Since Hatchet was no longer a part of this tour, a hardcore band in the vein of Hatebreed called Lunatic opened for them. They did some circle stomping and moved their upper bodies forward as stage moves, which was not the only thing that distinguished them from the other bands that evening. The band felt the need to shout the F-word and merge into a breakdown about four times in every song.
Consequently, Lunatic was a less than exciting opening band that probably did not impress many of Helstar’s and Flotsam and Jetsam’s old school fans. Even their take on Slayer’s “Raining Blood” was not as energetic as one would anticipate. Helstar was pretty good, but not as memorable for me as Flotsam. Vocalist James Rivera had a commanding appearance, making himself stick out on the stage with his curly dark hair and
cape. Rivera talked about performing in 1999 with Destiny’s End, Helstar’s longevity, and crediting his band with putting vampires in the limelight “before Hot Topic and Twilight”. Original guitarist Larry Barragan looked as young as the remaining three band members. Even though Helstar is often classified as power/speed metal, they did have some crunchier moments, making for a consistently heavy performance.
A pinkish-purple lighting adorned the stage throughout F and J’s 70-75 minutes on the stage, a departure from the green lighting used during Helstar’s set. The guitarists proved to be a diligent group of musicians, rarely taking their eyes off of their instruments. Although their focus may have caused them to appear that they weren’t enjoying themselves, the energy was definitely articulated in their execution. Bassist Michael Spencer did the most headbanging, but drummer
Jason Bittner and vocalist Eric A.K. had the strongest performances overall.
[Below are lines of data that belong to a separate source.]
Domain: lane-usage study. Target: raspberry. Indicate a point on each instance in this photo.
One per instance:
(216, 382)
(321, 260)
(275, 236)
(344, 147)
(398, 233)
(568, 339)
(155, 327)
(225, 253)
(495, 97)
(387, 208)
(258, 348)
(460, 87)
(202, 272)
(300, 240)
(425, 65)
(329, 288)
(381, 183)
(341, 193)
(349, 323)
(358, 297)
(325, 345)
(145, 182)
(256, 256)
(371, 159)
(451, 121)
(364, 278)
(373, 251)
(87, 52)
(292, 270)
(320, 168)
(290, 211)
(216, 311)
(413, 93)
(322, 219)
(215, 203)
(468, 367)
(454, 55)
Ironically, when Eric
asked his bandmates if they were ready to kick into another song, Bittner declined. When asked what he needed to give him a boost, Bittner replied,
“Psychological help.” However, Bittner ultimately carried on without the treatment, validating that music is often the best therapy. The voice from three decades ago could still be recognized as distinctively belonging to Eric A.K., although it was a little harder for him to hold the high screams for as long as he did in his younger days. Most of the crowd casually observed the band, while one guy close to the front
enthusiastically held both horns up for much of their set. One fan shouted at the band to “Play some metal!!”, and got the calm assurance from Eric that, “That was polka, so we’re going to play metal next.” Much of the band’s newer material was crunchy while maintaining a balance of mid-tempo songs and thrashier moments. “Desecrator”, “She Took an Axe”, “Doomsday For the Deceiver”, and “Dreams of Death” were highlights, but it was still fun to sing along to the
anti-censorship track “Hard on You”.
Eric nobly and maturely made zero comments about
politics, Metallica, or Jason Newstead that night; proving that Flotsam and Jetsam could hold their own legacy to loyal fans through their own music and not merely the identity and success of a former member. Those who know that do not cast that shadow on F and J, and that’s why there is still a demand for them to continue to tour.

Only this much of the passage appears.